Kids say the funniest things right? Here’s proof. Yesterday, we were getting ready to head to the pool. That’s how we roll. So I was getting ready to change, so Coco and the Kyd were exiting our room. The Kyd called Riley out of the room, and after the door closed dropped this gem.

“Come on Riley, you don’t need to see daddy’s little penis,” (she calls Coco and I the dogs mommy and daddy)

So Coco, shocked, responded with, “I don’t think you should call it small.”

That was the setup for, “Okay. Riley, you don’t need to see daddy’s big penis” Look, I have an ego, but having a 6 year old say that is creepy and scary.

And so mom quickly responded, “Let’s just call it ‘his privates.’”

***

So now that I would like to find a new job, all I seem to do is see things around me that are making someone else rich. Like today at lunch, I couldn’t help but wonder how the napkin company got started. And I wonder if there is someone out there now, who is itching to turn the napkin business on its collective ear. Maybe I can become the Steve Jobs of napkins. I’ll call them i-Kins. I’ll make them ultra-thin, packaged in a really sleek box and they’ll be overpriced. Just wait till the i-Kin mini hits.

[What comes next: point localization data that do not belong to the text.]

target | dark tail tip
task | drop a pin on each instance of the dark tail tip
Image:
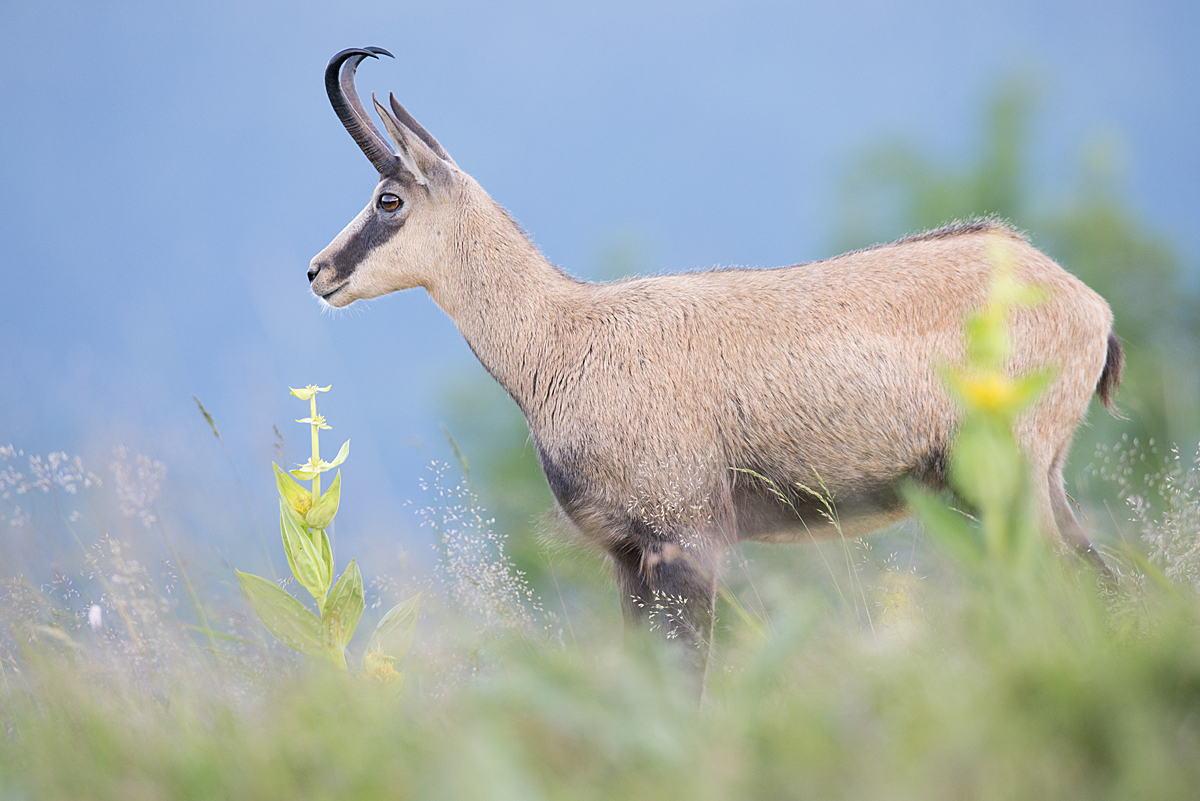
(1114, 362)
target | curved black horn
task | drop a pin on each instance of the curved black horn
(349, 109)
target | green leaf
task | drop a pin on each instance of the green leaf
(297, 497)
(394, 634)
(321, 540)
(341, 456)
(306, 561)
(323, 511)
(285, 616)
(345, 606)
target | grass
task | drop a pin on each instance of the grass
(1029, 684)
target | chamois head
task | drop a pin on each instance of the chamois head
(417, 193)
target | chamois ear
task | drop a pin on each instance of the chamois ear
(411, 122)
(417, 157)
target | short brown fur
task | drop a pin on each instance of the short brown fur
(660, 405)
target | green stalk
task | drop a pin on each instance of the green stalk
(316, 447)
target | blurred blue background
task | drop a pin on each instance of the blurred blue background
(168, 170)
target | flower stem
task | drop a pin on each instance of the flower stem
(316, 447)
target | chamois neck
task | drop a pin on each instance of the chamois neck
(508, 301)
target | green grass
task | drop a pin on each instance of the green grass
(969, 682)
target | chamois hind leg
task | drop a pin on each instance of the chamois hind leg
(673, 588)
(1071, 533)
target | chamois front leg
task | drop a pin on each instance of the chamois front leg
(672, 588)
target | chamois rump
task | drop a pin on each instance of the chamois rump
(649, 398)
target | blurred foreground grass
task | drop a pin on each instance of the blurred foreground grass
(885, 668)
(965, 690)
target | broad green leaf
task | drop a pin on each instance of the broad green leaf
(285, 616)
(323, 511)
(382, 668)
(298, 498)
(345, 606)
(306, 561)
(321, 540)
(341, 455)
(394, 633)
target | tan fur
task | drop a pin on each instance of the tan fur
(651, 398)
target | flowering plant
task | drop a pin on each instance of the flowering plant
(304, 517)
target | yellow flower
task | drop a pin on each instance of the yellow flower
(990, 391)
(309, 391)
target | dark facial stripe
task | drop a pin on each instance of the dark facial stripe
(373, 235)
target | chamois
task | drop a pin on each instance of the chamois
(658, 404)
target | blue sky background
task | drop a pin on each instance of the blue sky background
(168, 169)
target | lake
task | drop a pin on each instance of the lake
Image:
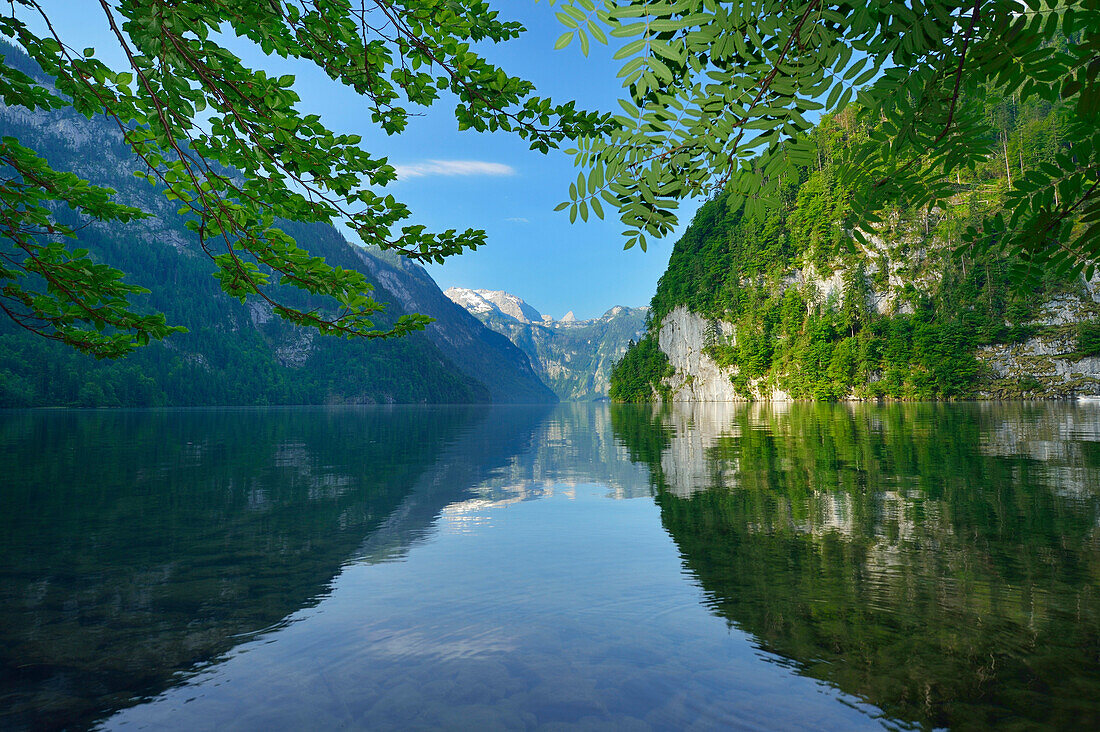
(802, 566)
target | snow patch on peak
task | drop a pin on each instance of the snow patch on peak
(487, 301)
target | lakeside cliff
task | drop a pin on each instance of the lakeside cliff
(792, 306)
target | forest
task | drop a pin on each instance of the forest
(746, 271)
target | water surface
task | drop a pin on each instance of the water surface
(582, 567)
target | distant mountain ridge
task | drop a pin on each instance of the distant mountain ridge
(239, 353)
(573, 357)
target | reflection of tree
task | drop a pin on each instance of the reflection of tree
(891, 552)
(146, 543)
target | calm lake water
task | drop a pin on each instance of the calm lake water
(573, 567)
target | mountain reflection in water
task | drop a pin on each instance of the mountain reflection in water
(799, 566)
(941, 561)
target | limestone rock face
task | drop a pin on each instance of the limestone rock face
(697, 377)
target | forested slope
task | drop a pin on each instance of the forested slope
(237, 353)
(792, 306)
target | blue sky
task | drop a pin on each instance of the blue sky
(492, 182)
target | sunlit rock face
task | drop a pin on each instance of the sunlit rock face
(1043, 367)
(574, 358)
(936, 560)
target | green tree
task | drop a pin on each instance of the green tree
(228, 144)
(723, 96)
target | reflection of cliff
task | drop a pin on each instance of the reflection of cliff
(914, 556)
(574, 444)
(149, 543)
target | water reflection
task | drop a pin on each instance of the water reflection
(942, 561)
(136, 546)
(791, 566)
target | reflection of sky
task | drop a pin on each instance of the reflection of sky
(568, 608)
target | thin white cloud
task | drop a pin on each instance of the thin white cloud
(452, 167)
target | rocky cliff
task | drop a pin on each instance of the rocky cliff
(233, 352)
(573, 357)
(793, 304)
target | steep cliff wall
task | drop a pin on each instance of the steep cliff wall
(793, 304)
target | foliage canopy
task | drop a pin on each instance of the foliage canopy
(227, 142)
(723, 95)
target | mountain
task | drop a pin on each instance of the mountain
(573, 357)
(791, 305)
(237, 353)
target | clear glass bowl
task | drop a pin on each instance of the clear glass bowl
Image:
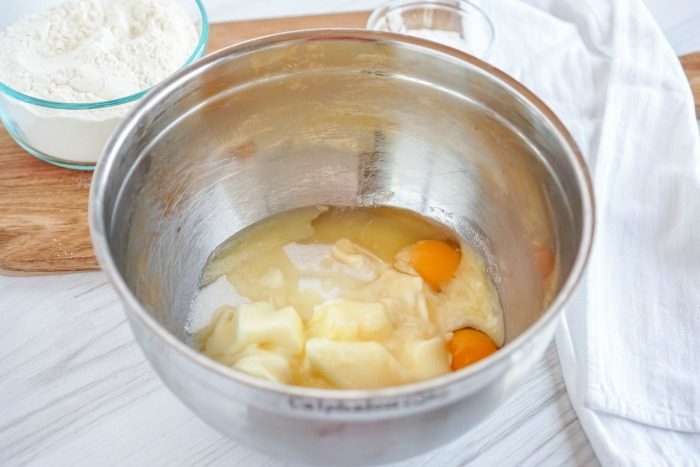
(456, 23)
(72, 135)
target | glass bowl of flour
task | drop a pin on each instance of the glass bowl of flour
(71, 70)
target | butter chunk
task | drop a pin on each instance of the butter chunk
(256, 324)
(265, 364)
(425, 359)
(343, 319)
(353, 365)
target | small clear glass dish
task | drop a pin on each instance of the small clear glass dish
(456, 23)
(55, 131)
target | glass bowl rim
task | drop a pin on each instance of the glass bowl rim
(198, 49)
(459, 6)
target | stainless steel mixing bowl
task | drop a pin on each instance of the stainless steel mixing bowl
(342, 117)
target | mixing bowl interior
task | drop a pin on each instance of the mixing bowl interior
(342, 121)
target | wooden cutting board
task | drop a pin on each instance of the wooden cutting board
(43, 208)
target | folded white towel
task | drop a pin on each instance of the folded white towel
(630, 341)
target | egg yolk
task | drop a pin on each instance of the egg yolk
(435, 261)
(469, 346)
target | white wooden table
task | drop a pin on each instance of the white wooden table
(75, 388)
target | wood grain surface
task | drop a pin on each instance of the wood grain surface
(43, 208)
(691, 65)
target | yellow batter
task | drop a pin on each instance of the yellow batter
(329, 298)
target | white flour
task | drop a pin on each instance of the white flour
(88, 51)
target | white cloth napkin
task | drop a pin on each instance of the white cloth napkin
(629, 344)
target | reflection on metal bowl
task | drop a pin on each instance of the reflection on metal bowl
(341, 117)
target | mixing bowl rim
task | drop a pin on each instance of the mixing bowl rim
(135, 309)
(197, 52)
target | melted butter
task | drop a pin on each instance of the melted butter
(327, 308)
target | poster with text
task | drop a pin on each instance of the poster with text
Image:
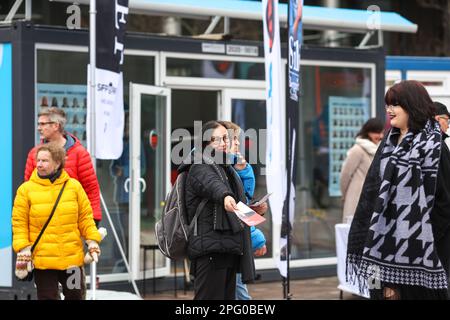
(72, 99)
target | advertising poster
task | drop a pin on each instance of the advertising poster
(6, 165)
(347, 116)
(72, 99)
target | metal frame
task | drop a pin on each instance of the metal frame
(26, 39)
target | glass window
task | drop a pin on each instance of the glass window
(215, 69)
(334, 105)
(61, 82)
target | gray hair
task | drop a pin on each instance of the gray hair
(56, 115)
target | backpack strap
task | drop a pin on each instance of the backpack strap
(197, 213)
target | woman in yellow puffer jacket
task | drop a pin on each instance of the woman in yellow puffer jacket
(59, 254)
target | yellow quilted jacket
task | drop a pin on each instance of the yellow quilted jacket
(60, 247)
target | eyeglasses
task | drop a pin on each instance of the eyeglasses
(391, 107)
(219, 139)
(40, 124)
(445, 118)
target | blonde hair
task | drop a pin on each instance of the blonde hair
(57, 153)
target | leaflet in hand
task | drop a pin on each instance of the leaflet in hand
(250, 217)
(260, 201)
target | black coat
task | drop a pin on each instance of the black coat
(440, 215)
(217, 230)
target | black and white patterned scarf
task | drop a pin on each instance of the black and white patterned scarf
(394, 242)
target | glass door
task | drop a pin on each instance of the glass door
(247, 108)
(149, 176)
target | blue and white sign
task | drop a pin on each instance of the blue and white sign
(6, 165)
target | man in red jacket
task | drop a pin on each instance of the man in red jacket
(78, 161)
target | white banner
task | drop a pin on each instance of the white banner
(109, 114)
(275, 106)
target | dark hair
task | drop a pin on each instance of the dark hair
(207, 129)
(412, 96)
(372, 125)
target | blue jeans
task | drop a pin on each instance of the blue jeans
(241, 289)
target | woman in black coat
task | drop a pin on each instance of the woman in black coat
(399, 240)
(219, 244)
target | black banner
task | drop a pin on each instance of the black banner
(110, 33)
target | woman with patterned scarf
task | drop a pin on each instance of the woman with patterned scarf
(398, 246)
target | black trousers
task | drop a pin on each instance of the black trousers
(72, 281)
(215, 277)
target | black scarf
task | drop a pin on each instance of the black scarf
(391, 237)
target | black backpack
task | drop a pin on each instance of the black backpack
(173, 230)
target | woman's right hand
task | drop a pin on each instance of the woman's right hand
(229, 203)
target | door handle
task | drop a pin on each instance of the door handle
(126, 184)
(144, 184)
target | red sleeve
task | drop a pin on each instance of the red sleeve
(31, 164)
(88, 179)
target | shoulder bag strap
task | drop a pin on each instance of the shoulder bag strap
(49, 218)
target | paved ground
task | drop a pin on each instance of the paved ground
(309, 289)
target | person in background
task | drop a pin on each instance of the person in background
(50, 125)
(245, 172)
(355, 167)
(59, 255)
(443, 117)
(399, 238)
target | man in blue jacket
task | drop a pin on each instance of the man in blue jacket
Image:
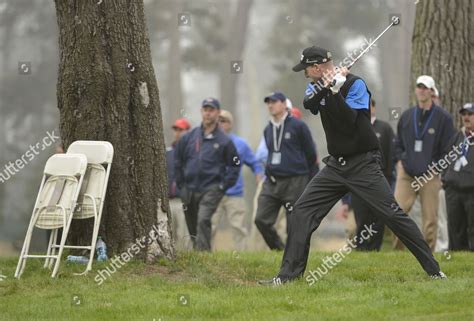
(291, 162)
(233, 203)
(206, 164)
(422, 137)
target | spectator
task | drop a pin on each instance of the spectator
(206, 164)
(180, 127)
(422, 136)
(459, 186)
(233, 204)
(291, 161)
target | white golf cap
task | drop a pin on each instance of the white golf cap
(428, 81)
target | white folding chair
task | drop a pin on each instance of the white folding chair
(90, 202)
(54, 205)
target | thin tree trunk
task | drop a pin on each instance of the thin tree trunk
(107, 90)
(237, 34)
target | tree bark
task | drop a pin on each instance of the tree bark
(107, 90)
(443, 40)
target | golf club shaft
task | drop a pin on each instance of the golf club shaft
(394, 22)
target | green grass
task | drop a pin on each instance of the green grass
(222, 286)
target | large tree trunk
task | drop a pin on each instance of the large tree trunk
(107, 91)
(443, 40)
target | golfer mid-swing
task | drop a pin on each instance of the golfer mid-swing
(353, 165)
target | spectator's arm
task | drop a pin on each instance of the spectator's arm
(447, 134)
(308, 146)
(399, 144)
(233, 164)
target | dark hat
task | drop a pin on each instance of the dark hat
(275, 96)
(313, 56)
(211, 102)
(467, 107)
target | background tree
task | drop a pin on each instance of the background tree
(107, 90)
(443, 41)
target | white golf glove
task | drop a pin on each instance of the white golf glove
(338, 81)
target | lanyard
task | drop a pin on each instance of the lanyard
(277, 142)
(423, 132)
(465, 145)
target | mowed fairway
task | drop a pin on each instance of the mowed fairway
(222, 286)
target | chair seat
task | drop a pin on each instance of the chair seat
(51, 216)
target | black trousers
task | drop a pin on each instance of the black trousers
(364, 216)
(460, 207)
(198, 210)
(273, 196)
(360, 174)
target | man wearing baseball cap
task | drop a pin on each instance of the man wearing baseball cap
(353, 165)
(180, 127)
(458, 183)
(423, 134)
(206, 164)
(291, 161)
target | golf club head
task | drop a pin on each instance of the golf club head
(395, 19)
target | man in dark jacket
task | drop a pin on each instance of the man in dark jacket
(180, 128)
(458, 183)
(422, 137)
(291, 160)
(353, 165)
(206, 164)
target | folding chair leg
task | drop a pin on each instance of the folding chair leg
(50, 244)
(53, 249)
(95, 232)
(24, 251)
(61, 248)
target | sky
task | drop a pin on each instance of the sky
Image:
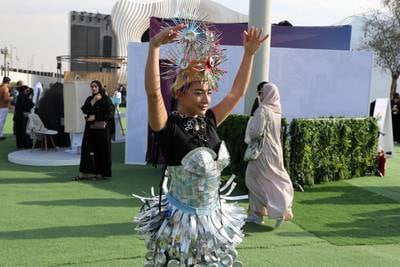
(36, 31)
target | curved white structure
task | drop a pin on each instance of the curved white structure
(131, 18)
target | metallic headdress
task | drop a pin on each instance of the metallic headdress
(196, 56)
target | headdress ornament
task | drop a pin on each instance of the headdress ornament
(196, 56)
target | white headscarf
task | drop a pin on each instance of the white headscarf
(271, 98)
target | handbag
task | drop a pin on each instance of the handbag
(255, 146)
(98, 125)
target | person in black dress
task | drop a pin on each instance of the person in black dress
(23, 107)
(51, 112)
(184, 227)
(395, 104)
(96, 143)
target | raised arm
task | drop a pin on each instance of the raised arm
(252, 40)
(156, 109)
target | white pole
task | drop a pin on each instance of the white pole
(259, 16)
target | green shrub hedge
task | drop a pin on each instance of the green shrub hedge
(315, 150)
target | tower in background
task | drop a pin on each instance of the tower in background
(91, 35)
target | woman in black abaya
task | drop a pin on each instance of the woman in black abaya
(96, 142)
(22, 108)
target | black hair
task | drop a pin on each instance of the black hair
(261, 85)
(6, 79)
(102, 91)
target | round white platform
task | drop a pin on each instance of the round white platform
(39, 157)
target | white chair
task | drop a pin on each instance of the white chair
(37, 131)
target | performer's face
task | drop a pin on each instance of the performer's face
(195, 100)
(94, 88)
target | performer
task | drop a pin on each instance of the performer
(192, 224)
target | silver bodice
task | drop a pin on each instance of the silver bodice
(195, 184)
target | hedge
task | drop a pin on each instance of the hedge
(232, 131)
(314, 150)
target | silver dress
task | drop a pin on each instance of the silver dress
(196, 226)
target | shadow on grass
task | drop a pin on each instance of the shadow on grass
(344, 214)
(346, 195)
(378, 227)
(95, 202)
(255, 228)
(97, 230)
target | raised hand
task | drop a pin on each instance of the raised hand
(166, 35)
(252, 40)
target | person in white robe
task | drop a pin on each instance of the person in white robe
(270, 187)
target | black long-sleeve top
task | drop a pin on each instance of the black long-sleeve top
(103, 109)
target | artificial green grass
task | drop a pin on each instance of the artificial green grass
(48, 220)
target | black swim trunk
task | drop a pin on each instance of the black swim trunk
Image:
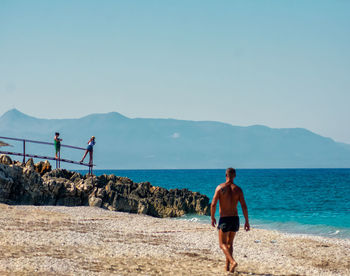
(227, 224)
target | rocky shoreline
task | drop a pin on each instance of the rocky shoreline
(37, 184)
(59, 240)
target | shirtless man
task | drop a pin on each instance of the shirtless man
(229, 194)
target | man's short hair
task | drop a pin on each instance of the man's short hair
(230, 172)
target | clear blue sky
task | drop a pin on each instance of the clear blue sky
(276, 63)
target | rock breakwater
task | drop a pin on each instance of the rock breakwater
(37, 184)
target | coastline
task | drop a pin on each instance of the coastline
(55, 240)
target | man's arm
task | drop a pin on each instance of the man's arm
(213, 207)
(245, 211)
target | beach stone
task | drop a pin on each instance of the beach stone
(95, 201)
(38, 184)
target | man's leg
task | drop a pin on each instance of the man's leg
(231, 237)
(223, 242)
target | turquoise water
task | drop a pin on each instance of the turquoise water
(305, 201)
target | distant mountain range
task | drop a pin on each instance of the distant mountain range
(125, 143)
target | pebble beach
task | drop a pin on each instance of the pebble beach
(51, 240)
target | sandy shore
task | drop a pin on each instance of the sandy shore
(51, 240)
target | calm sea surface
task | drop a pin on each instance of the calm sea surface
(305, 201)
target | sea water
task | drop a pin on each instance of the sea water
(303, 201)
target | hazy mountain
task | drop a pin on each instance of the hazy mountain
(122, 142)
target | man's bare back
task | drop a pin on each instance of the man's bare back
(229, 194)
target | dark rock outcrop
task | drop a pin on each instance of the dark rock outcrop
(36, 184)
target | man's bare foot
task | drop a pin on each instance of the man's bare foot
(227, 265)
(233, 266)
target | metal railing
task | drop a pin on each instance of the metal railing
(58, 160)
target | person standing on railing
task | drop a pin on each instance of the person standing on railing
(89, 149)
(57, 142)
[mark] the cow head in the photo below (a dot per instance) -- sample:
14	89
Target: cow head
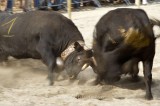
77	61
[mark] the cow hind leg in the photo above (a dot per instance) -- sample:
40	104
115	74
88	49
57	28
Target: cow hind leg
48	58
147	67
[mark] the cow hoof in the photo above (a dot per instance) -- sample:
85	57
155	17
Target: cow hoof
135	79
51	83
149	97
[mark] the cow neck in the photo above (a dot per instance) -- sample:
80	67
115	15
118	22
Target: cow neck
70	49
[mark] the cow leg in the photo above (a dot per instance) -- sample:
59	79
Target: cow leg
135	77
48	58
147	67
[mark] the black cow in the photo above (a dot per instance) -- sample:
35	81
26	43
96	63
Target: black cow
120	36
38	35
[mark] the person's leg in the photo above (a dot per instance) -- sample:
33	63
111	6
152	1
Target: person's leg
37	3
76	3
9	7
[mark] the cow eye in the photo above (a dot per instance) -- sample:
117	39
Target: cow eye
78	58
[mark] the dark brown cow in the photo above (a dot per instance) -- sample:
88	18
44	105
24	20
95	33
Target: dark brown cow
38	35
120	36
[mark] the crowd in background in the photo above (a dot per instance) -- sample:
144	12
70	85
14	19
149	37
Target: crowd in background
56	5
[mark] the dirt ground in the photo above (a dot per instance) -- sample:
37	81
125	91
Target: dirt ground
23	82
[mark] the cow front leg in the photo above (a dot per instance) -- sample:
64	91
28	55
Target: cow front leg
147	68
49	59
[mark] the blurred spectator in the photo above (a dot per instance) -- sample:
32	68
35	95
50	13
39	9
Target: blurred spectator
9	7
145	2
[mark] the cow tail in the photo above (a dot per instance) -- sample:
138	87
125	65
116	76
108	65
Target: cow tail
155	23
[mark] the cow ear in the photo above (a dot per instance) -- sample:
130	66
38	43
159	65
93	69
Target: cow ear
89	53
78	47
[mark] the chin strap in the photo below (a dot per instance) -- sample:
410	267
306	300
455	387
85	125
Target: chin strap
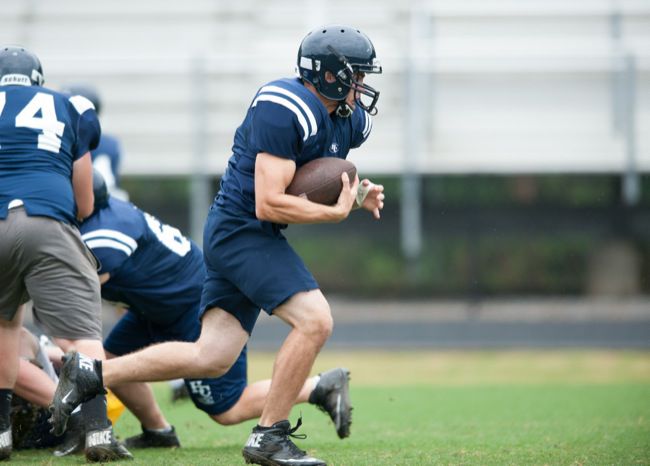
343	110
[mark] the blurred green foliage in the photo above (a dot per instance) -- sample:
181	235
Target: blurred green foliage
482	235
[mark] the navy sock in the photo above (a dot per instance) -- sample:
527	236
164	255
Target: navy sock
94	413
5	408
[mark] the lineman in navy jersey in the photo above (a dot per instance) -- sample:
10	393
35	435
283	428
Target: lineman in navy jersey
45	188
157	274
250	265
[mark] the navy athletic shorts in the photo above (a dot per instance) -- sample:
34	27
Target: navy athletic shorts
250	266
212	395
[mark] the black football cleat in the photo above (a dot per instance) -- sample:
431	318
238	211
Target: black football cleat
332	395
154	439
80	380
74	437
6	444
271	446
102	447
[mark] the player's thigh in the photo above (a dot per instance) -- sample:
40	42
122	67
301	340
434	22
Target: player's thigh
222	338
13	292
63	282
308	310
129	334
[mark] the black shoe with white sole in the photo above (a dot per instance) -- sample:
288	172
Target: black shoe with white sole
154	439
102	447
80	380
74	437
332	395
6	444
271	446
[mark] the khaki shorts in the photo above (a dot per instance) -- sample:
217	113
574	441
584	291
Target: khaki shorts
46	260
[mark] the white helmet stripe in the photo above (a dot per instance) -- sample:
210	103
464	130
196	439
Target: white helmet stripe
287	104
299	101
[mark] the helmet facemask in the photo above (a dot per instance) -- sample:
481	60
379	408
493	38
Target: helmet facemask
334	59
347	76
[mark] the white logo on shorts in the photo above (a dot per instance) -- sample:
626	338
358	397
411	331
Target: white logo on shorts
202	391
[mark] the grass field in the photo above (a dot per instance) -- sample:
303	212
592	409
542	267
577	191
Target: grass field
455	408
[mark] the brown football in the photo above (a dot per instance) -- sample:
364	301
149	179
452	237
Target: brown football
320	180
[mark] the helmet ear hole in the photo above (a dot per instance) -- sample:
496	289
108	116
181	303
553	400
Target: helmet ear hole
329	77
20	66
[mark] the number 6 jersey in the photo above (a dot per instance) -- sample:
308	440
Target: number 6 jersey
42	133
156	271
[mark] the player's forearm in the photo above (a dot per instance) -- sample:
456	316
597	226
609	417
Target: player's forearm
34	385
283	208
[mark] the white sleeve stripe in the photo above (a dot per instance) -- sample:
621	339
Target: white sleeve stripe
109	243
113	234
299	101
368	125
285	103
81	104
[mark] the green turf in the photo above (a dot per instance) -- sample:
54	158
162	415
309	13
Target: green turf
445	417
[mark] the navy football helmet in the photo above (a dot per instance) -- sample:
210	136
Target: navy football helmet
19	66
100	190
86	91
344	51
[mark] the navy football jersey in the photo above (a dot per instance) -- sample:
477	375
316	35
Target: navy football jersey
106	158
154	270
42	132
287	120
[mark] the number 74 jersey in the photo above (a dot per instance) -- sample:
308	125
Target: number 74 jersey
42	133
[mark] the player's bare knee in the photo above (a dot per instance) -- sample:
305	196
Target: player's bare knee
318	325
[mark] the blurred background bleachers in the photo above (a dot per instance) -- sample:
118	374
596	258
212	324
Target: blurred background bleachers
513	137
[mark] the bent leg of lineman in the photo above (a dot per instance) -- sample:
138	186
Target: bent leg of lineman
221	341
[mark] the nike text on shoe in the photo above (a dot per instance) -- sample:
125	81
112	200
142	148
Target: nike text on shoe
6	444
80	380
154	439
271	446
102	447
332	395
74	437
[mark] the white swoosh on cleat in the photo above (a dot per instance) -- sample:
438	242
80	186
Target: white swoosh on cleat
65	398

Then maybe it’ll be time to move on to taking on the tray business. I just need to find a way to keep a drink for tipping, and I can revolutionize the trays we all use when we grab fast food. Imagine walking at your normal pace, while keeping an eye on the kids and not once worrying if your drink will tip. I could put the company that makes the lids for McDonalds’ cups out of business. And you know you’ve noticed how those lids are 100 times better than their Burger King counterparts.